What we have at the moment is minority rule. A change from FPTP to PR is a big change. It's not possible without entirely rethinking the way we organise politics in this country. A change from FPTP to AV is a tiny change, and objectively an improvement. A change from AV to either of the most prominent systems of PR (STV or AV+) is a tiny change. There is nothing miserable about AV. As long as we want to keep the constituency link in this country (and current evidence suggests people don't want anything that will make hung parliaments more likely, as PR would), AV is the best system we could have. History shows that political reform in this country comes slowly and in stages. We've never had a revolution, and we're not about to. The Suffragettes got the vote in 1918, but it took a further ten years for them to get equal rights with men. They got a little more of a say, and they used it to get what they really wanted. Look up the demands of the Chartists and when they were each implemented. We have a once in generation chance make Britain a more democratic place. This is our time. Mark one box, and make it the one that says "Yes"!

James

Sorry Rev, but your ignorance is showing. I hate to tell people on the Internet to RTFM, but seriously, go and look up the actual facts. It is impossible to have have proportionality while retaining the same constituency link. Disproportionality occurs because of wasted votes – those votes that are cast that do not get anyone elected. If we want to have proportionality at Westminster, that would require multimember constituencies, even if it's only the single large multimember constituency of AMS. To fit the extra 200-odd MPs we'd need for the proportional block into the House of Commons, we'd need to massively reduce the number of constituency MPs: a weakening of the constituency link.
 
The proportional part of the Scottish parliament is not elected by STV. You can tell because STV is not a party list system. (Which is incidentally why it would be my preferred choice – I think we could do with as little power as possible in the hands of political parties.) The additional members in Scotland are elected by the D'Hondt method.
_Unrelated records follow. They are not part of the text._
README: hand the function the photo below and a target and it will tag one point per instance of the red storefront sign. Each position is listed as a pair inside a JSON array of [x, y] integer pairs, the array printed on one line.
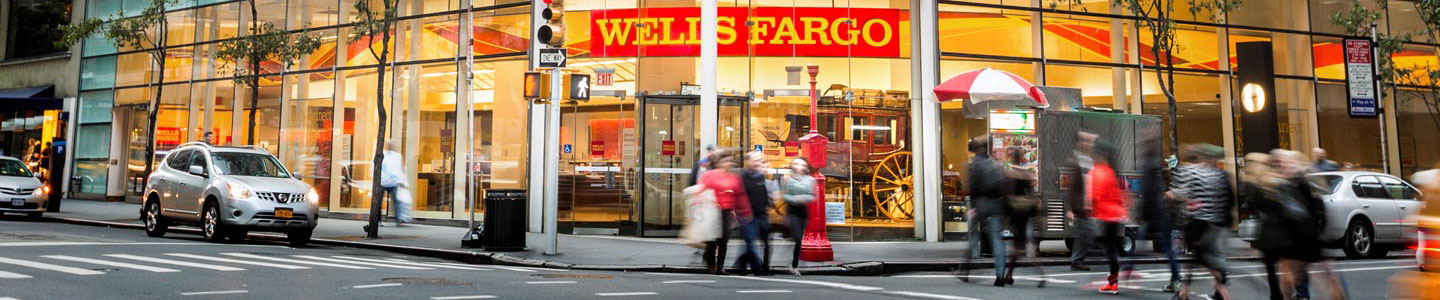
[[667, 147], [169, 134], [742, 32], [598, 149], [792, 149]]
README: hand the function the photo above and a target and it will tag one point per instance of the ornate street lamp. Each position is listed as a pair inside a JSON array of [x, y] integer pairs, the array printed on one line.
[[815, 245]]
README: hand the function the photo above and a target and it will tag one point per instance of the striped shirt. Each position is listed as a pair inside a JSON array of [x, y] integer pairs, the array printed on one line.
[[1206, 192]]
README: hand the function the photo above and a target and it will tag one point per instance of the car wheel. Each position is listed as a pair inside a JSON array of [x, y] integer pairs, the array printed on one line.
[[1360, 240], [298, 238], [210, 227], [238, 235], [156, 225]]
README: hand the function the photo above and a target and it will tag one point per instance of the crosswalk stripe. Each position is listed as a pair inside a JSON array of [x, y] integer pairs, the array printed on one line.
[[176, 263], [111, 263], [414, 263], [13, 276], [295, 261], [239, 261], [360, 263], [52, 267]]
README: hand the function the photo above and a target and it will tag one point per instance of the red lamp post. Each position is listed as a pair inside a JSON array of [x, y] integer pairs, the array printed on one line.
[[815, 245]]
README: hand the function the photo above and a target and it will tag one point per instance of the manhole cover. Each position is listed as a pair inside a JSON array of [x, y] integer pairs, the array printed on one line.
[[575, 276], [426, 281]]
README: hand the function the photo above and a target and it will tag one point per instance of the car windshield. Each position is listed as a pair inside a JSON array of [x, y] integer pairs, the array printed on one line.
[[248, 165], [15, 168], [1325, 183]]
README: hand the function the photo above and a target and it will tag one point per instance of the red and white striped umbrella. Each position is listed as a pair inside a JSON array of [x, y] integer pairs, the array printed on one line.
[[988, 85]]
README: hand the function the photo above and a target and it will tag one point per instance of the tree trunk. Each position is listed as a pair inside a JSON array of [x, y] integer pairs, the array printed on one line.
[[255, 71], [154, 104], [378, 195]]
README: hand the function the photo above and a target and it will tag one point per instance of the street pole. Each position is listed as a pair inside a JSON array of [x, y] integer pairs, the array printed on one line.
[[815, 245], [552, 163], [1380, 98]]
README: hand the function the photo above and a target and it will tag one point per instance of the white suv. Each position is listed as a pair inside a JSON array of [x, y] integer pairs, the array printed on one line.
[[228, 192]]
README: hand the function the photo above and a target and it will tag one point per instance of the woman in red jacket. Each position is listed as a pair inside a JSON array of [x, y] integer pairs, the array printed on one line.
[[1110, 208], [735, 206]]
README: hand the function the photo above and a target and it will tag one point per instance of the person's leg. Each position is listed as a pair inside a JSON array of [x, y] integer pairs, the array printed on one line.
[[997, 244]]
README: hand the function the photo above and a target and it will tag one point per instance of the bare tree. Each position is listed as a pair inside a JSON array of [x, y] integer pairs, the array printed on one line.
[[370, 23], [1158, 16], [146, 31]]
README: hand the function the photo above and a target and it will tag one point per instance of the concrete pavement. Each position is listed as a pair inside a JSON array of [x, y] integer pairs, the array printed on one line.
[[608, 253]]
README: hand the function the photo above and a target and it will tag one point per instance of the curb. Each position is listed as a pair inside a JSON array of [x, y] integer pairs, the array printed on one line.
[[497, 258]]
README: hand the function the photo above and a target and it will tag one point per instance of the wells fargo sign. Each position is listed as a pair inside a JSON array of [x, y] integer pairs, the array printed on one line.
[[743, 31]]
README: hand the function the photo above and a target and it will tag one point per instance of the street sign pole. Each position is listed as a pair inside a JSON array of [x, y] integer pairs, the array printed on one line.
[[552, 163]]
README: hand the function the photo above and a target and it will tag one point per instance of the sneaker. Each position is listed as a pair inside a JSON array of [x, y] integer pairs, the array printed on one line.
[[1171, 287], [1110, 289]]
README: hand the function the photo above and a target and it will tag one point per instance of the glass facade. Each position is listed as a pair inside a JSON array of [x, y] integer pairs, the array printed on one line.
[[628, 150]]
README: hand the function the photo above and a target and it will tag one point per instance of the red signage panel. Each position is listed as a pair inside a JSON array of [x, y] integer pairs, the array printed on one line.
[[743, 32]]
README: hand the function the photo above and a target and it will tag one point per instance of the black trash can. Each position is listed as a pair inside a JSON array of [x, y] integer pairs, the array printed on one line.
[[504, 219]]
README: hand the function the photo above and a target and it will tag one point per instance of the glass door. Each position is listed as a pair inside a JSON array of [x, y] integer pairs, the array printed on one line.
[[671, 147]]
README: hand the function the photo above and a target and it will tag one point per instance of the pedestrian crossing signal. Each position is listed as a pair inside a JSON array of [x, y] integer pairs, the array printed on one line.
[[537, 85]]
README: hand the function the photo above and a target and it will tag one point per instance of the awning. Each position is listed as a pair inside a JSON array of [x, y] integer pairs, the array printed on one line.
[[32, 98]]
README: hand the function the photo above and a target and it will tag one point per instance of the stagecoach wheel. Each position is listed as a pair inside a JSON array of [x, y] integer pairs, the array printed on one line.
[[893, 186]]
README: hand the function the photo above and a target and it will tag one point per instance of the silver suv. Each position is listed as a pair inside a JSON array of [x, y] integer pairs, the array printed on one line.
[[228, 192]]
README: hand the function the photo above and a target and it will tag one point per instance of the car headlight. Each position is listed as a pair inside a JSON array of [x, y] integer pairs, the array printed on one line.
[[239, 192], [313, 196]]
The Voting Systems pages on Wikipedia are really pretty good. You should check them out.
 
Given, as you say, that there is a massive parliamentary majority in favour of majoritarian systems, I'm somewhat at a loss to understand how you think spoiling your ballot is going to help bring about PR. At the moment we are governed by minority rule. The chance to move to a majoritarian system is pretty significant step forward. The Political Studies Association report that I linked to above found that once a country has changed it's voting system once, it's much more likely to change it again.  Well done to all those countries that have moved straight from FPTP to a form of PR. Here in Britain we have a long struggle ahead of us for proper representation, and I'd rather be doing it under the better system of the two on offer. Spoilt ballots, mass or otherwise, will be ignored. It's people like you taking votes away from the pro-reform movement who will be responsible for defeat, should it turn out that way. It's my future you're pissing away, and I'm fucking raging about it.